There are inconsistent data about postoperative food consumption, mainly because of self-reporting, incongruent assessment time points, changing food selection over time, and influence of nutritional counselling[16]. Overall energy intake is reduced after surgery; however, the proportion of fat, proteins and carbohydrates seems to remain constant[17]. In our practice, we observe an increased consumption of dietary and fat-reduced products in a purpose to eat “healthier”. However, the use of non-absorbable sweeteners such as sorbitol in these products can lead to similar effects as carbohydrate malabsorption[18].

BARIATRIC PROCEDURES
SG

Sleeve gastrectomy has become the most popular bariatric procedure in the last years. The greater curvature of the stomach is resected alongside a bougie preserving around 5 cm of antrum (Figure 1).

Proximal and distal RYGB

RYGB was the most popular procedure for years. A small gastric pouch is created followed by a pouch-jejunostomy, thereby forming an alimentary Roux-Y limb of up to 150 cm and a biliopancreatic limb of around 50 cm resulting in a common channel of various lengths depending on the length of whole small bowel.
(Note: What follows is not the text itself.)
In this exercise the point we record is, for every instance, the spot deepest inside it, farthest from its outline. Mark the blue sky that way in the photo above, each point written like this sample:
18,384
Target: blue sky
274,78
In distal RYGB, the length of the common channel, mostly around 100 cm, is the determined factor and the alimentary limb is of variable length (Figures 2 and 3).

Figure 2
Figure 2 Proximal Roux-Y gastric bypass. The stomach is divided to form a small gastric pouch. Alimentary Roux-Y limbs of up to 150 cm and a biliopancreatic limbs of around 50 cm are formed; the resulting common channel is of various length depending on length of the whole small bowel.
Figure 3
Figure 3 Distal Roux-Y gastric bypass. The same principles as in proximal RYGB are applied; however, the length of the common channel, mostly around 100 cm, is the determined factor and the alimentary limb is of variable length. RYGB: Distal Roux-Y gastric bypass.
BPD-DS

The gastric volume is reduced akin to a LSG but with a generally bigger bougie size. The duodenum is transected near the pylorus and a duodeno-jejunostomy is created to form a common channel of around 80 cm.

Adjustable gastric banding

Adjustable gastric banding (AGB) experienced a massive decline in the past decade due to a failure of long-term weight loss. Currently it is used almost exclusively concomitant to or after RYGB to reduce pouch extensibility. Apart from vagotomy as intraoperative complication, it has little influence on stool consistency, and when, patients rather tend to constipation[14].

BOWEL HABIT CHANGES AFTER BARIATRIC SURGERY

There is a consistent relationship between obesity and diarrhea[19]. The incidence of diarrhea in a preoperative bariatric population is around 8%[20], being twice as high as in lean people. A possible reason for this might be a higher intake of poorly absorbed sugars[21]. Indeed, digestive symptoms in general, including diarrhea, are frequent among obese patients, both before and after bariatric surgery[22,23].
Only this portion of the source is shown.